Dalam sidak tersebut, Mimik memantau langsung progres sejumlah fasilitas yang tengah dibangun, mulai dari taman bermain dan edukasi anak, taman lansia, ruang komunitas dan seni, bangunan paseban, hingga saluran drainase dan fasilitas sanitasi. Ia menekankan bahwa Alun-alun Sidoarjo merupakan simbol kota dan mencerminkan wajah Kabupaten Sidoarjo di mata publik.
Ia secara tegas meminta pelaksana proyek untuk menjaga integritas dan profesionalitas dalam pekerjaan mereka. “Saya titip tolong sesuai dengan kontraknya, kalau tidak sesuai kan ada sanksinya, sampean sudah tahu sanksinya seperti apa,” katanya saat menegur pelaksana proyek di lapangan.
Selain itu, Mimik juga meminta Inspektorat Sidoarjo untuk aktif mengawasi jalannya proyek hingga tuntas. Menurutnya, pengawasan berlapis diperlukan agar tidak terjadi penyimpangan dalam penggunaan anggaran daerah. Ia berharap sisa waktu dua bulan ke depan bisa dimaksimalkan untuk mengejar target penyelesaian pada 15 Desember 2025.

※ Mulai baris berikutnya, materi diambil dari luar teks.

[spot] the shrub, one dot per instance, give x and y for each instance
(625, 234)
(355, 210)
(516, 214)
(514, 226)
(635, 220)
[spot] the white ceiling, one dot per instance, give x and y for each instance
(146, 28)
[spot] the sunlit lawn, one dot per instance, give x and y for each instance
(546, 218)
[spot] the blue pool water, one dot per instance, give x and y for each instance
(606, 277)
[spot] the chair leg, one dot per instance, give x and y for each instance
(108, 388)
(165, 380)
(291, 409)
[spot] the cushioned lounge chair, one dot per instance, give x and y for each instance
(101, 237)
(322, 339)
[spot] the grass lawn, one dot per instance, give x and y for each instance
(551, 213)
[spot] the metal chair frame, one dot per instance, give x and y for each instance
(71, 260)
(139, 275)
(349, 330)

“Saya mohon kerjasamanya juga dari inspektorat untuk turut melakukan pengawasan,” pintanya kepada Kepala Inspektorat Sidoarjo, Andjar Surjadianto, yang turut mendampingi dalam sidak tersebut.
Kepala Dinas Lingkungan Hidup dan Kebersihan (DLHK) Sidoarjo, Bahrul Amig, menyatakan optimis proyek revitalisasi akan rampung sesuai jadwal. Ia mengakui adanya minus progres sekitar 8 persen, namun menegaskan hal itu masih dapat dikejar dengan strategi percepatan.
“Target saya dalam waktu pertengahan bulan November, setidaknya 85 persen pengerjaannya sudah terealisasi,” ujarnya.
Amig menambahkan bahwa pihaknya rutin mengevaluasi progres proyek dan siap menambah tenaga kerja bila diperlukan untuk mempercepat pengerjaan. Ia memastikan seluruh pekerjaan akan dipacu hingga akhir November 2025 dengan target 99 persen rampung.
“Saya melihat dari capaian-capaian yang ada, saya masih optimis bisa diselesaikan tepat waktu,” pungkasnya.
Dengan waktu yang terus berjalan, semua pihak berharap agar proyek revitalisasi Alun-alun Sidoarjo tidak hanya selesai sesuai waktu, tapi juga berkualitas dan memberi manfaat nyata bagi masyarakat.